In the intense laser-atom physics, atom can eject high energy electron.
Corkum’s work (PRL 71 1994 (1993)) says that the electron is not ionized immediately. Rather it stays in the vicinity of the ion for one or more laser periods.
I don’t know why the electron stays there for a while and why it is not ionized directly? Can you show me other reports about it?
Best wishes!
 Recognitions: Homework Help what is the period of the laser?

 Quote by olgranpappy what is the period of the laser?
The paper does not give the parameters of laser. The parameters I used are E0=0.1 a.u. and w=0.2 a.u. (E0: the amplitude; and w: angular frequency)

Recognitions:
Homework Help

## the intense laser-atom physics and ionized electron

and what is the velocity of the "high energy electron"?
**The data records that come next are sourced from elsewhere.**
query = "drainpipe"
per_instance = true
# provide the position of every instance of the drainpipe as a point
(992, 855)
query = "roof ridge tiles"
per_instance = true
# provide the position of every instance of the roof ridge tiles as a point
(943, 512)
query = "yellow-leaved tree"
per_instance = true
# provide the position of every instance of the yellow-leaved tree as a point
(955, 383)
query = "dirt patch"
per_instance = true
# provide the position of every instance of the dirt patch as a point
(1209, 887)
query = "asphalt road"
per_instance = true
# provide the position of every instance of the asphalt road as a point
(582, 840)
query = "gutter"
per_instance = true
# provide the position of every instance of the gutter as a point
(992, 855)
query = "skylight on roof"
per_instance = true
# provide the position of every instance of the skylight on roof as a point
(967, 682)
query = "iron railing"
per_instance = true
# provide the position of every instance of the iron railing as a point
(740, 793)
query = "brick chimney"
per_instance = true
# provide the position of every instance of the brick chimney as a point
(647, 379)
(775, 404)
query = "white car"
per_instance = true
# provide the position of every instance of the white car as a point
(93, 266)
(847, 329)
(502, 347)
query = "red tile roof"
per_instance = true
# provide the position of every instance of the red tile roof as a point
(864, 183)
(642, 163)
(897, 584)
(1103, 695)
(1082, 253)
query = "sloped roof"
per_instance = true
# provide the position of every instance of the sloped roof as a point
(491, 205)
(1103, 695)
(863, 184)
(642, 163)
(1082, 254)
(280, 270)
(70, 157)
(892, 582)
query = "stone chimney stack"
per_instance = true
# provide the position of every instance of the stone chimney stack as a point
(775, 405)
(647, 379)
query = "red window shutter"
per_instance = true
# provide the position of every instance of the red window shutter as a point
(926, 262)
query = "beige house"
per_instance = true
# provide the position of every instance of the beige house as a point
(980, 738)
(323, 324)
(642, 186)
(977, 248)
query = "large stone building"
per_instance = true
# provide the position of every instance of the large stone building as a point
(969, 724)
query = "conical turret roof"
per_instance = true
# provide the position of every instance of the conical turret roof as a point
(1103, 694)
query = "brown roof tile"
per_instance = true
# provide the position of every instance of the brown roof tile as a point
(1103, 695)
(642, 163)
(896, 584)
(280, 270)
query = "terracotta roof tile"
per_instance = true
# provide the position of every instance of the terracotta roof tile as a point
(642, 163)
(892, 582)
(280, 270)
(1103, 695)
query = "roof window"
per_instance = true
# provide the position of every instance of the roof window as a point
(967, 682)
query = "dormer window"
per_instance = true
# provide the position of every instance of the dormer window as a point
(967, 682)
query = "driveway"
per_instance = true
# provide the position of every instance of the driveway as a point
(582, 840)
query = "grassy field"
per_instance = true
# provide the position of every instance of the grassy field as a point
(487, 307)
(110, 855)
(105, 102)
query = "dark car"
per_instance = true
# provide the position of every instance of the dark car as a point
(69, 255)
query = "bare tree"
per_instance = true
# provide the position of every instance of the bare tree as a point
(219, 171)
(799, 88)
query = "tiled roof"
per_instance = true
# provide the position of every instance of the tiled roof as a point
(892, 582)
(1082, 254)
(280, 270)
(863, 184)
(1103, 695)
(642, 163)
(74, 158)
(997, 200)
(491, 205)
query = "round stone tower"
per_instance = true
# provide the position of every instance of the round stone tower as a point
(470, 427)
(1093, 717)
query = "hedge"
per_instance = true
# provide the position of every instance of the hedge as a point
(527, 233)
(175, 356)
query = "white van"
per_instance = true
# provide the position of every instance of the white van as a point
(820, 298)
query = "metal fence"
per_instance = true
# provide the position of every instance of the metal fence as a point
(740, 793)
 Quote by olgranpappy and what is the velocity of the "high energy electron"?
The energy of the the "high energy electron" is 0.1a.u., or 0.3 a.u., or 0.5 a.u.,......
But most of the electron have the energy 0.1a.u.
I don't know why you need know these values and how they help us solve the problem?

Recognitions:
Homework Help
 Quote by xylai The energy of the the "high energy electron" is 0.1a.u., or 0.3 a.u., or 0.5 a.u.,...... But most of the electron have the energy 0.1a.u. I don't know why you need know these values and how they help us solve the problem?
So, assuming that a.u. means "Hartree atomic units" then the energy of the electron is
$$v^2/2 \sim 0.1 {\rm a.u.}\;,$$
and the velocity of the electron is
$$v\sim0.4 {\rm a.u.}\;.$$

Then, since the size of an atom is about
$$3 {\rm a.u.}\;,$$
the time it takes the electron to "leave the atom" is about
$$3/0.4\sim 7.5 {\rm a.u.}\;.$$
This is on the order of the period of the laser. Right?

Maybe this is all that the Corkum paper means by their statement.

 Quote by olgranpappy So, assuming that a.u. means "Hartree atomic units" then the energy of the electron is $$v^2/2 \sim 0.1 {\rm a.u.}\;,$$ and the velocity of the electron is $$v\sim0.4 {\rm a.u.}\;.$$ Then, since the size of an atom is about $$3 {\rm a.u.}\;,$$ the time it takes the electron to "leave the atom" is about $$3/0.4\sim 7.5 {\rm a.u.}\;.$$ This is on the order of the period of the laser. Right? Maybe this is all that the Corkum paper means by their statement.
But the period of the laser is 2*pi/w=31.4a.u. So I need consider this problem deeply.